Die meisten politisch motivierten Angriffe auf Verkehrsinfrastruktur in Deutschland werden laut rbb-Recherche weitgehend dem linken Spektrum zugeschrieben. Sicherheitsbehörden sehen jedoch Defizite bei der Datenerfassung und Analyse.

Politisch motivierte Straftaten gegen die Verkehrsinfrastruktur in Deutschland werden überwiegend dem linken Spektrum zugeordnet. Das geht aus Zahlen des Bundesinnenministeriums hervor, die nach Recherchen dem Rundfunk Berlin-Brandenburg (rbb) vorliegen, wie die Redaktion mitteilte. Demnach wurden zwischen 2022 und 2024 insgesamt 776 Fälle registriert, rund 70 Prozent davon im Phänomenbereich „links“. Die Phänomenbereiche “rechts”, “ausländische Ideologie” sowie “religiöse Ideologie” spielen demnach insgesamt nur eine untergeordnete Rolle.

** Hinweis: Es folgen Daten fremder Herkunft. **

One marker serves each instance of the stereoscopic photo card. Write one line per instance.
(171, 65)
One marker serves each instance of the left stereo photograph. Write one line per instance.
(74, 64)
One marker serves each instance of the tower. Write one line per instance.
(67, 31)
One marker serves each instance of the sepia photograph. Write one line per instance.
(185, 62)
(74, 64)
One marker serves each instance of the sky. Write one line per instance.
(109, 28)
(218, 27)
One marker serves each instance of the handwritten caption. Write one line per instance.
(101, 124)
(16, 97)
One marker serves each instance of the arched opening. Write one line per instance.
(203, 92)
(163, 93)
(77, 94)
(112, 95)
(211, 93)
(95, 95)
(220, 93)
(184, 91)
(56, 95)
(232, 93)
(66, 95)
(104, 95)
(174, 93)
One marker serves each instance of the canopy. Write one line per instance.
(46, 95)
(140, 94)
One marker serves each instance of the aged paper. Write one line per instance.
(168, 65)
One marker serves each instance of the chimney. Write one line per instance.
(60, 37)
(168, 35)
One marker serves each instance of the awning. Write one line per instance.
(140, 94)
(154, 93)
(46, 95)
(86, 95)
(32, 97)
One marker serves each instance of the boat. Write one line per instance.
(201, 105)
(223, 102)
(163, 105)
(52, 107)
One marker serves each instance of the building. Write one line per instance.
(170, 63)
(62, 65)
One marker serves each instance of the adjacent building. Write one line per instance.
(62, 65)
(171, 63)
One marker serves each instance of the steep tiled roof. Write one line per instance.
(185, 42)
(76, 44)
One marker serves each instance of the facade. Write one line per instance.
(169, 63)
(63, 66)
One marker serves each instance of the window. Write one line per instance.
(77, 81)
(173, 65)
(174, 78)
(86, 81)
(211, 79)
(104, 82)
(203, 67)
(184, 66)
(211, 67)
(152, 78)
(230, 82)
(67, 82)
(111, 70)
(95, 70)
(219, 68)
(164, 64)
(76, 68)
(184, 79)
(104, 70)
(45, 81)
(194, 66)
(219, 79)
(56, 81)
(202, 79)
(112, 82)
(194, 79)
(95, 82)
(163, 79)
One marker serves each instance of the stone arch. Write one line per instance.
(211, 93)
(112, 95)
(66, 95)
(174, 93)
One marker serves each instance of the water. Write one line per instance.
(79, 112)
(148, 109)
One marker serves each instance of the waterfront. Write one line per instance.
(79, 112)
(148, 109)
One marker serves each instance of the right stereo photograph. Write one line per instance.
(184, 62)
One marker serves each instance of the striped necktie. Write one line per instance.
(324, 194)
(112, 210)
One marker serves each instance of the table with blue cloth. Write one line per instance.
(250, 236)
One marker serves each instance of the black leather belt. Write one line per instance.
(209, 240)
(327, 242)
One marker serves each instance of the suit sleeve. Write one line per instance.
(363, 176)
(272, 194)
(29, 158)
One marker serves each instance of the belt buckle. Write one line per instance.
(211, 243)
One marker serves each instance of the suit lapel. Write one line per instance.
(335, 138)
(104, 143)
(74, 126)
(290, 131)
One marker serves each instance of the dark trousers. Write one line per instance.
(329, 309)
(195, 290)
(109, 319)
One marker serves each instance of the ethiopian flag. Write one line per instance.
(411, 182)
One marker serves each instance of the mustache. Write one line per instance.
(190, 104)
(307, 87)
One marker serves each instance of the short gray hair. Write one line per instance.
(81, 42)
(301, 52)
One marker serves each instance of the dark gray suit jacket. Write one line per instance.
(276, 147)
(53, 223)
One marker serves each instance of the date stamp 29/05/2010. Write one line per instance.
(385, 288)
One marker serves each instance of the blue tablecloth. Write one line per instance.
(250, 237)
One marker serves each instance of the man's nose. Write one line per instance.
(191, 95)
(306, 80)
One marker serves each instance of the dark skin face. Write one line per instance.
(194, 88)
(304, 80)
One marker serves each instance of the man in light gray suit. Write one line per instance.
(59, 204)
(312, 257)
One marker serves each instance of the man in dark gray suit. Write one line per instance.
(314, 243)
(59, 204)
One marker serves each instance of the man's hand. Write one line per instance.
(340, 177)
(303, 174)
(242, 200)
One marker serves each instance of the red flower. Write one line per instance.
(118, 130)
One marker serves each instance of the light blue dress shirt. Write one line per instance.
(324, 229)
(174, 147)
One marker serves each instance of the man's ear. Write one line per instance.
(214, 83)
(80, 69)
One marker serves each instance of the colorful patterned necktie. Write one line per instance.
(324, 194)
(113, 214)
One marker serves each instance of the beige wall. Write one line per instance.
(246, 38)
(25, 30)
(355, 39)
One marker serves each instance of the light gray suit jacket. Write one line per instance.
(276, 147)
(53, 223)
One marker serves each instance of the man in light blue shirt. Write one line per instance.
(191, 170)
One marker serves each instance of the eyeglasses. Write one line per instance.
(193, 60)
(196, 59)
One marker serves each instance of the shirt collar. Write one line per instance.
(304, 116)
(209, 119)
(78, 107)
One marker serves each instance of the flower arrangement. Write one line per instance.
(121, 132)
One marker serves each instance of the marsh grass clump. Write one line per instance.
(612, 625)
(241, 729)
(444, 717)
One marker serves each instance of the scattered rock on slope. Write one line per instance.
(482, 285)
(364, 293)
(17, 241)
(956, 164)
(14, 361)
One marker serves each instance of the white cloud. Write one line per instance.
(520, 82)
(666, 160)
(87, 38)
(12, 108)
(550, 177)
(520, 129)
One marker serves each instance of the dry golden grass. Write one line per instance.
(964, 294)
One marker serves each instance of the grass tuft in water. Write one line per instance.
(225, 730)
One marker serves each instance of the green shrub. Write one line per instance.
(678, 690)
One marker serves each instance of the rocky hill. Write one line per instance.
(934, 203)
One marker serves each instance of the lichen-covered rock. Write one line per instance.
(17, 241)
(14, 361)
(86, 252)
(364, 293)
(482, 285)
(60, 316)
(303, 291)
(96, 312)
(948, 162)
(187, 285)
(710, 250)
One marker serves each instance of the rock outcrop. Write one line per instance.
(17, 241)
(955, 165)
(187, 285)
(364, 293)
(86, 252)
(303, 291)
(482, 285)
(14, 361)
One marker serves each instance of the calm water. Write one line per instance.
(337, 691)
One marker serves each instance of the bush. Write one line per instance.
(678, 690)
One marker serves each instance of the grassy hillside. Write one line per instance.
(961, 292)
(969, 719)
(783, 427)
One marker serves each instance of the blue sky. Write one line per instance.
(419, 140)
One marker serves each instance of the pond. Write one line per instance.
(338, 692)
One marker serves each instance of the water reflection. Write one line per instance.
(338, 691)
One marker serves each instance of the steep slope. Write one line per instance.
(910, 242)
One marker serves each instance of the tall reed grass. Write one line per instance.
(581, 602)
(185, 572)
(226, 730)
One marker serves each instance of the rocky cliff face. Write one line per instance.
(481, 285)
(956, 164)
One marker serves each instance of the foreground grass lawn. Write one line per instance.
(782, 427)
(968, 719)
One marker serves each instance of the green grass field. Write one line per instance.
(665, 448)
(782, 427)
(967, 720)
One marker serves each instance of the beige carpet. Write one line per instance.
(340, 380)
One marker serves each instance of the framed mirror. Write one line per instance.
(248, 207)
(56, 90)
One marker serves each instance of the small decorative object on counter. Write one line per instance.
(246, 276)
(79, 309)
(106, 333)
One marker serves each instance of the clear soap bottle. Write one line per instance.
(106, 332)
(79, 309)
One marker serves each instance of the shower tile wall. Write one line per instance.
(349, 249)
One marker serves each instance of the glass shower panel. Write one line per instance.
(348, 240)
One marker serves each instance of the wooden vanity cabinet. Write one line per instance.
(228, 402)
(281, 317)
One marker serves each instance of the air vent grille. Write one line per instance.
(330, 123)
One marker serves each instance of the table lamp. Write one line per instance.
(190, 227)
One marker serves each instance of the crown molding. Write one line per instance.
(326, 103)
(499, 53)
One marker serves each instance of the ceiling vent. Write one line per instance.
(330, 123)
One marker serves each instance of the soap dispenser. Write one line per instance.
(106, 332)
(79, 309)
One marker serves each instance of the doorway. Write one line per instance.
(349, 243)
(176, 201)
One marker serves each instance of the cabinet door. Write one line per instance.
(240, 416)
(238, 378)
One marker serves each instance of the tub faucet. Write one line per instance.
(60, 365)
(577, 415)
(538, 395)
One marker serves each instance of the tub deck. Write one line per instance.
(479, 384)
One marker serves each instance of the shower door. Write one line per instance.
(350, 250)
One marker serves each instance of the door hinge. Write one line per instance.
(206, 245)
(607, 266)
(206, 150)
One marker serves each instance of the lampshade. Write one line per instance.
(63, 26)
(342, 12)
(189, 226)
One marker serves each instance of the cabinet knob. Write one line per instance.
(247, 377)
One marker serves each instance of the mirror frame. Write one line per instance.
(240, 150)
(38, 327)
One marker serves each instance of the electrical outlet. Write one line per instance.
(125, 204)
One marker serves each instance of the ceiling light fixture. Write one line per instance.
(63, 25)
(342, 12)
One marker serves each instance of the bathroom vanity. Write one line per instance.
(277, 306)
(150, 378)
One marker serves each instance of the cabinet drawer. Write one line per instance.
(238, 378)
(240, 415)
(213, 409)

Die Behörden erfassen Angriffe unter anderem in den Kategorien Verkehrsbetrieb, Verkehrsmittel und Verkehrseinrichtungen, darunter etwa Bahnhöfe oder Gleisanlagen. Cyberangriffe werden separat ausgewertet und sind in den Zahlen nicht enthalten.

Einschränkungen bestehen jedoch bei der Auswertung: Laut Bundesinnenministerium lassen sich aus den Daten keine belastbaren Aussagen zu einzelnen Unternehmen oder konkreten Bereichen wie der Bahninfrastruktur ableiten. Eine einheitliche bundesweite Systematik fehle, wodurch detaillierte Analysen erschwert würden.

Kritik kommt aus der Politik. Der Grünen-Sicherheitsexperte Konstantin von Notz bemängelte die begrenzte Aussagekraft der Daten und forderte ein umfassendes Lagebild zu Angriffen auf kritische Infrastruktur. Dies sei insbesondere mit Blick auf hybride Bedrohungen und zunehmende Sicherheitsrisiken erforderlich.

Die Landeskriminalämter stufen den Bahnverkehr und seine Einrichtungen grundsätzlich als potenzielle Ziele politisch motivierter Straftaten ein.